Travel Memories: Rajasthan, Northwest India
By John P. Brackin
Traveling India's Backroads by Bus
Click
for more photos
My experience in the subcontinent is limited to a
several-week vacation I took with my family in 1997. We arrived in
Ahmadabad, via London and Bombay, and traveled our way up to Delhi in
the back of an oversized tourist van—which was actually more like a
bus, better suited for a school field trip or a Partridge Family reunion
tour. We numbered only five, but the bus seated at least twenty, and I
couldn’t help but always feeling as though the rest of our group was
about to be arriving shortly. They never did; it was always just us.
Just us and our travel guide’s entourage: For
whatever reason, our travel guide traveled with a group of three
others—one bus driver, one wife, and one not-very-identifiable-hanger
on—which meant that there was always nearly a one-to-one ratio of
traveler-to-travel assistant. This made the trip exceedingly
accommodating—there was always someone there to help us with our bags
or our language or our food—but even with the additional people, we
still didn’t have enough to come close to filling that van: in fact, I
think we could’ve doubled our size and still not have filled it. It
was like being the last group of kids to be dropped off the school
bus—for seventeen days in a row.
Initially we considered it a sort of blessing: there was plenty of room to spread out—in fact we each got
our own double seat—and it made for a pleasant contrast to the
claustrophobia of the streets. (India is famous for the constant
activity that goes on in its streets.) But once we got rolling, that
first night, we realized that nothing short of a new set of shocks would
make that bus ride very enjoyable. The road to Udaipur was one of the
worst—okay, who am I kidding, it was the worst—I’d ever
seen. And not only was the road tough, but the traffic was nonstop: a
constant stream of headlights and horns, heading straight towards us,
just barely missing us, by swerving at the last second. And despite
having just arrived from a twenty-plus-hour plane flight, I don’t
think I slept a wink for the entire duration of the ride.

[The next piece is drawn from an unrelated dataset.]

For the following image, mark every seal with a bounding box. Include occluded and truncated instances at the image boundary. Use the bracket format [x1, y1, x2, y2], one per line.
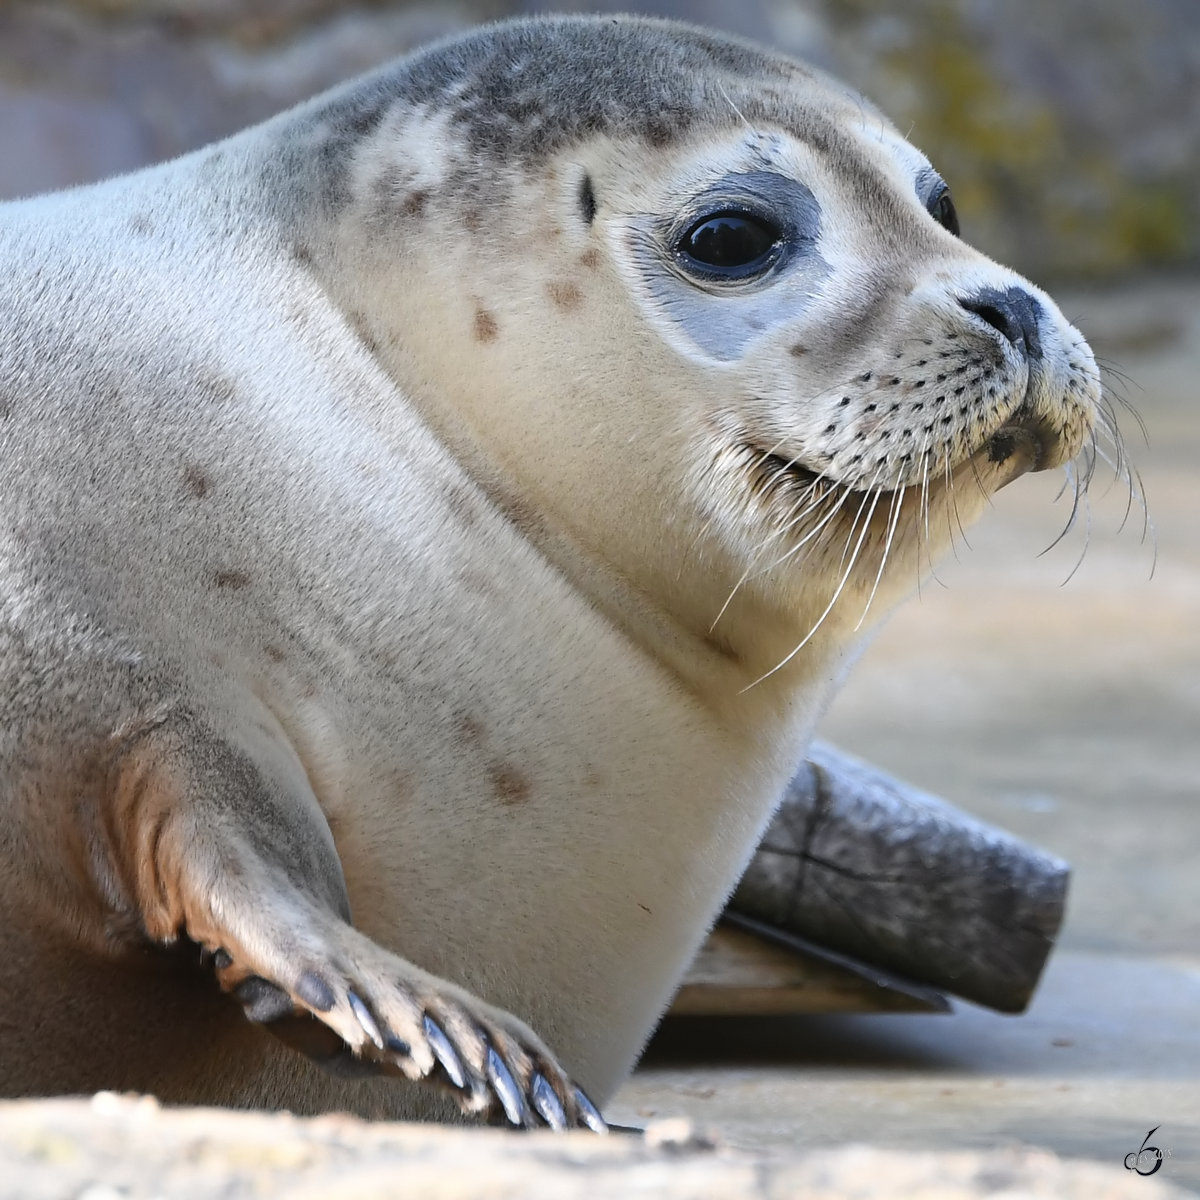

On one of the last days of the trip—having
completed our loop and returned southward to Ahmadabad—we drove out to
an area of Gujarat called the Little Rann of Kutch. Kutch is one of the
wilderness regions that borders Pakistan and is home to a breed of wild
donkey found only in India. The land there is wholly unique: a flat, dry
plain, with sprawling salt farms that glisten in the sun. The
game-watching was only a moderate success—whenever we neared, the
donkey started, and we seldom got closer than seventy-five meters—but
the terrain there was nothing short of spectacular. At one point, we
stopped and walked around, examining the salt and taking pictures of the
vast, cracked land. Of course, by that point, we were no longer using
the bus; the land there was just too rugged and dry.